Malik just spawned in the game portal where the world is represented by a $2d$ grid that has $n$ rows and $m$ columns.

Each cell in this world can be one of the following: a wall '#' that you are unable to walk through, or a free cell '.' which you can walk through, or a portal represented by '$B$' or '$O$'.

There are two types of portals in this game, orange portals, and blue portals. Malik is able to teleport between two portals as long as they don't have the same color.

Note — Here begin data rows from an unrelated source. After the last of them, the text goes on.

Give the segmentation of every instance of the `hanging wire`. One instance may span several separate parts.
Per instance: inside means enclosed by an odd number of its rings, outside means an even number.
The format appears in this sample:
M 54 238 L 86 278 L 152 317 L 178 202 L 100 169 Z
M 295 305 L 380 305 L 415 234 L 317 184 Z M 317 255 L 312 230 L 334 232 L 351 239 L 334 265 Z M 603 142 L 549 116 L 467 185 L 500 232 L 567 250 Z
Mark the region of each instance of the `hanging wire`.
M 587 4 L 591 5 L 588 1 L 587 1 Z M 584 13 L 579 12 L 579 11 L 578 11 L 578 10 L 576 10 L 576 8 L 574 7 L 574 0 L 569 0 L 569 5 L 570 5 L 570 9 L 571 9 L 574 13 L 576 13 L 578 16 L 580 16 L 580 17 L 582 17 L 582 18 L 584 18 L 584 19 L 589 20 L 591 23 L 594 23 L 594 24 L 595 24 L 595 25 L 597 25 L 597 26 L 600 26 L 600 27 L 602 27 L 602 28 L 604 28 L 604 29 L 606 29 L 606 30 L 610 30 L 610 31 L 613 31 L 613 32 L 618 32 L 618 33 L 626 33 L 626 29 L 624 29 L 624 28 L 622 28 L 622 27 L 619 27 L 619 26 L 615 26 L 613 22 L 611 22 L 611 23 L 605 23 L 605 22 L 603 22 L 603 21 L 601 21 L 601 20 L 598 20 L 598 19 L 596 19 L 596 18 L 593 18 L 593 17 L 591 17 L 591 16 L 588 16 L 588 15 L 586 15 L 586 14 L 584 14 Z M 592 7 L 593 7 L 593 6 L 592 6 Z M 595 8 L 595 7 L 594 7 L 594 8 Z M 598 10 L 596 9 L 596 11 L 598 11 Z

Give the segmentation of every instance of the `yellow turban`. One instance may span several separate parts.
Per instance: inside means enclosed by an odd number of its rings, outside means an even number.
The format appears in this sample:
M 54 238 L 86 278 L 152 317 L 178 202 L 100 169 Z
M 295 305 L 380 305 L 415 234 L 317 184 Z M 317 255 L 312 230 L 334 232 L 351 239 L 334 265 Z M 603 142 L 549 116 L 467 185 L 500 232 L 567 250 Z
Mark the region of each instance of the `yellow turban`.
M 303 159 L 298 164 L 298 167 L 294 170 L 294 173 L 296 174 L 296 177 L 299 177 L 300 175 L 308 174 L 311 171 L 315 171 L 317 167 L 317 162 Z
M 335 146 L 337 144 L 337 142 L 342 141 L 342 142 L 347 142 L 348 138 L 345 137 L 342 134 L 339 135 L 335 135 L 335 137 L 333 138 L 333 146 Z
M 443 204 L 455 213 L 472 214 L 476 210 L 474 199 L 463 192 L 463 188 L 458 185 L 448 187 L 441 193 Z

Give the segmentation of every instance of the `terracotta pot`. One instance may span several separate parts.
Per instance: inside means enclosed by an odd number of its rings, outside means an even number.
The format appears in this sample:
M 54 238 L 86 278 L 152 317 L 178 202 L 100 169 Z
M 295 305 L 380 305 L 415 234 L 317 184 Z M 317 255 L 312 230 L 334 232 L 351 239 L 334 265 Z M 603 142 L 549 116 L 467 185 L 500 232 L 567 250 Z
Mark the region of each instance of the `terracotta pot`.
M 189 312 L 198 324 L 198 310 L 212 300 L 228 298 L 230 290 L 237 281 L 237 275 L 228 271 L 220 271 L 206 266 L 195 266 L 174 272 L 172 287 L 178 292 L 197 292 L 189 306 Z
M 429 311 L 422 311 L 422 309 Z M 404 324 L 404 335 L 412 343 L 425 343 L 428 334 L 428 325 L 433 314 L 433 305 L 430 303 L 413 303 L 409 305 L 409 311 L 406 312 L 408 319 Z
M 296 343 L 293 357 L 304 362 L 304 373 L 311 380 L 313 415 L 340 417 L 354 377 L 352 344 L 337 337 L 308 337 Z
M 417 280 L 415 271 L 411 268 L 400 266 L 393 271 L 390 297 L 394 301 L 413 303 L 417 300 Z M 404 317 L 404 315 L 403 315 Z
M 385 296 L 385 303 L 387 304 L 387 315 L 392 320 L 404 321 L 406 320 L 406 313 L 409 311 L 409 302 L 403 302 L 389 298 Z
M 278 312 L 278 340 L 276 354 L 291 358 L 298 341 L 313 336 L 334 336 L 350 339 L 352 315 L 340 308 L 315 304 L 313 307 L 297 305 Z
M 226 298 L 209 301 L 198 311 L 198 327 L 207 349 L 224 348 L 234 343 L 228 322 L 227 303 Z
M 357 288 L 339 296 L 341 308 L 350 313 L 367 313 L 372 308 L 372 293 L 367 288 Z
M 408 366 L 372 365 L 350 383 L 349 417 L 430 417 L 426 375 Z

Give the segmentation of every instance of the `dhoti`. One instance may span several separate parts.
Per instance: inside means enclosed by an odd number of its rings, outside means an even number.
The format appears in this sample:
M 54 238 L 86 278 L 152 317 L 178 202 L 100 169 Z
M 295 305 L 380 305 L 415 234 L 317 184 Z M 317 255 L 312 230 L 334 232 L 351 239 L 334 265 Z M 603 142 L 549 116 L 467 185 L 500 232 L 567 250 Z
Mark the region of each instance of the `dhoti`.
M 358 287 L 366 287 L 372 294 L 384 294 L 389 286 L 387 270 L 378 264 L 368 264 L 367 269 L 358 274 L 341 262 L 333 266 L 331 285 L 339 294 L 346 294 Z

Malik's goal is to use the least possible amount of steps to go from the start point which is top-left cell (1,1) to the endpoint which is the bottom right ($n$,$m$)

Keep in mind using portals to teleport is considered a step.

The first line contains two integers n, m($1 \le n, m\le 500$), where n and m are the grid's rows and columns

Each of the next n lines contains m characters that describe the maze according to the following:

1. If a character on a line equals ".", then the corresponding cell is empty.

2. if the character equals "#", then the cell is a wall.

3. If the character equals "$O$" then the cell is an Orange Portal.

4. If the character equals "$B$" then the cell is a Blue Portal.

It is guaranteed that both the starting ($1$,$1$) and ending ($n$,$m$) cells are free cells.

Output one integer which should be the minimum number of steps needed to reach the end cell or "$-1$" if it's impossible to reach it.